内田洋行(向井眞一社長)と民間研究機関の国際電気通信基礎技術研究所(ATR、平田康夫社長)は、eラーニングシステムを商品化する合弁会社を設立し、5月から本格的に事業を始めた。

 合弁会社はATR Learning Technology(ATR LT)で、ATRが開発した音声基礎技術をベースに、英語学習のeラーニングシステム「ATR CALL」の販売に取り組む。文教市場をメインターゲットとし、民間企業の社内教育需要の開拓も視野に入れる。当面はシステム一式の売り切り方式による提供だが、将来的には一般コンシューマ向けにウェブでのサービス提供も検討する。

 出資比率はATRが55.6%、内田洋行が38.9%、合弁会社の会長を務める山田玲子氏が5.5%。ATRの研究成果をATR LTで商品化し、内田洋行や他の販売パートナーを経由して教育機関や民間企業に向けて販売する。内田洋行は文教市場でのビジネス実績が豊富で、「合弁会社の設立によりeラーニングビジネスを拡大させる」(向井社長)ことを狙う。

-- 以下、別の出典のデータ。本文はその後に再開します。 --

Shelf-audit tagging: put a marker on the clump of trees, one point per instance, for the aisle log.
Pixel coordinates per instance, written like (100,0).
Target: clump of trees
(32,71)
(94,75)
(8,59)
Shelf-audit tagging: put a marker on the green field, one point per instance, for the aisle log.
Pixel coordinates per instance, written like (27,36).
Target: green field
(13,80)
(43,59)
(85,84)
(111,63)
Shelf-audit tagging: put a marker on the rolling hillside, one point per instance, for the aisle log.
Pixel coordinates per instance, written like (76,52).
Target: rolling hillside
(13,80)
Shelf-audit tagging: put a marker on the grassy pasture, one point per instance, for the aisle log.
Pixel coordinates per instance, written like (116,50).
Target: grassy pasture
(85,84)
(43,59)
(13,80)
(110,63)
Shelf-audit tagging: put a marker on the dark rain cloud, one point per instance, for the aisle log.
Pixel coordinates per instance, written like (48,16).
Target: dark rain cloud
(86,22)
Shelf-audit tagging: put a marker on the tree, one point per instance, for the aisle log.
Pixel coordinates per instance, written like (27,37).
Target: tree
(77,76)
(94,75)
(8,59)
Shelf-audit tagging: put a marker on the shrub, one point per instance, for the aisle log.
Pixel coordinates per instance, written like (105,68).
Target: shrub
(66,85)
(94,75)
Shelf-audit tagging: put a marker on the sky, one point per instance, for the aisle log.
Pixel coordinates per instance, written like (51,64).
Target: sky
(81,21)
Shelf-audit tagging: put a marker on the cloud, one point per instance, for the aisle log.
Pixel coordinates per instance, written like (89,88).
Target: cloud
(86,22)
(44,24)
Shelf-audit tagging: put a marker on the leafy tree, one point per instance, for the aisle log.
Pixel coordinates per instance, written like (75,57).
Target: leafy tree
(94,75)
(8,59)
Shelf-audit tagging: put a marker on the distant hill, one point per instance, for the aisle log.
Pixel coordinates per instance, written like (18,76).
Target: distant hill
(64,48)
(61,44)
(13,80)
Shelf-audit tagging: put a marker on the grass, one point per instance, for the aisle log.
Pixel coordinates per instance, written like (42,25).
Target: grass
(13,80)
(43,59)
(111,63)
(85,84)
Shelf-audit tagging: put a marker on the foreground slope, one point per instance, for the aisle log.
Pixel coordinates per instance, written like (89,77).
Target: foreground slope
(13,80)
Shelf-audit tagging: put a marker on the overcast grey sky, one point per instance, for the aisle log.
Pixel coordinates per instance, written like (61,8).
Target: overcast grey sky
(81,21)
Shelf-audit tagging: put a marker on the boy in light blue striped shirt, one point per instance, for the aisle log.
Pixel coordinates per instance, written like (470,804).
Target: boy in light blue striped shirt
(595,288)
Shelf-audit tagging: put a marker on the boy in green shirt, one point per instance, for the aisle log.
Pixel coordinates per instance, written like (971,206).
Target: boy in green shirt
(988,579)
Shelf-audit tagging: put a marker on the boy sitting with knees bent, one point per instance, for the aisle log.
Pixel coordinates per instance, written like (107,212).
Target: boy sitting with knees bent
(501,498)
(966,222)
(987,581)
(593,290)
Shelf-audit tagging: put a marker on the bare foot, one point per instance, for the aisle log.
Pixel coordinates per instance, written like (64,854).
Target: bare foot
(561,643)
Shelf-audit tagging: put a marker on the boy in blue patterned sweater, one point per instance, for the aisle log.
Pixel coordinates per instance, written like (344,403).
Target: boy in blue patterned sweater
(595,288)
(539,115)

 ATR CALLは、ATRの音声情報処理メカニズムの研究に基づく学習メソッドや音声認識、分析の基礎技術をベースに、ネイティブスピーカーによる「大規模な音声データベースを実装」(山田会長)した。スピーキングとヒアリングに重点を置いた仕組みで、英会話の効率的な習得に威力を発揮する。ATR LTでは来年度(2010年3月期)、年商2億円規模を目指す。